Las sociedades han venido soportando cómo poco a poco el ejercicio de la política ha terminado por convertirse en esa aberración sujeta a la mentira que soporta las élites manipuladoras y que conocemos por politización
Así, en esta distopía terrible en la que acabamos por vivir, el Estado y su organización acaba por ser politizado, siendo adláteres de los líderes electos los que copan tanto las altas como las medias y bajas magistraturas del entramado estatal, incapacitándolo para la ejecución del fin básico para el que fue constituido; pues, no hemos de engañarnos, el organismo que infecta una organización busca una forma natural de perpetuarse, dado que la maldad inherente que le conforma es su razón de ser. Como rebote a este proceso de infección, politizado el Estado, los electos, aquellos que deberían ser políticos comprometidos con ese cada vez más irreal bien común, terminan por profesionalizarse, generando una paradoja sin igual en nuestra cada vez más involucionada sociedad.

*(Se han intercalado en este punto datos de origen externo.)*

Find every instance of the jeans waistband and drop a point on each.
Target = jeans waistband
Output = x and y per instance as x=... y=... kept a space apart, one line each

Aún así, uno que es optimista por eliminación plausible, tiende a pensar que, como ocurre con lo natural, las estructuras vivas tratan de recuperar el orden del que partieron, aunque sea de forma drástica y, por qué no decirlo, violenta. En el caso de esta enfermedad que porta la politización, parece que precisaría de un proceso largo de recuperación, donde se empezara por volver a la profesionalización de las estructuras del Estado impidiendo que ocurriera lo mismo con la política. Limitar en el tiempo toda responsabilidad proveniente de elección alguna sería el primer paso. Asumir que ninguna magistratura electiva del Estado pueda siquiera consolidarse en persona alguna acabaría por romper la conexión entre los electos institucionalizados y sus redes clientelares colonizadoras de lo público.
No me cabe duda de que sería aquel un proceso de larga convalecencia y permanente lucha que impidiera recaída alguna, por leve que fuera. Sinceramente, poco creyente que soy y más con las cosas que han de asociar tiempo y voluntad colectiva, no veo mucho futuro en esta previsión. Mas, siendo honestos con el pasado y partiendo de que lo bueno y justo nunca se olvida del todo, habré de obligarme a dejar una página en blanco que pueda rimar un colofón digno de culminar tan saludable deseo.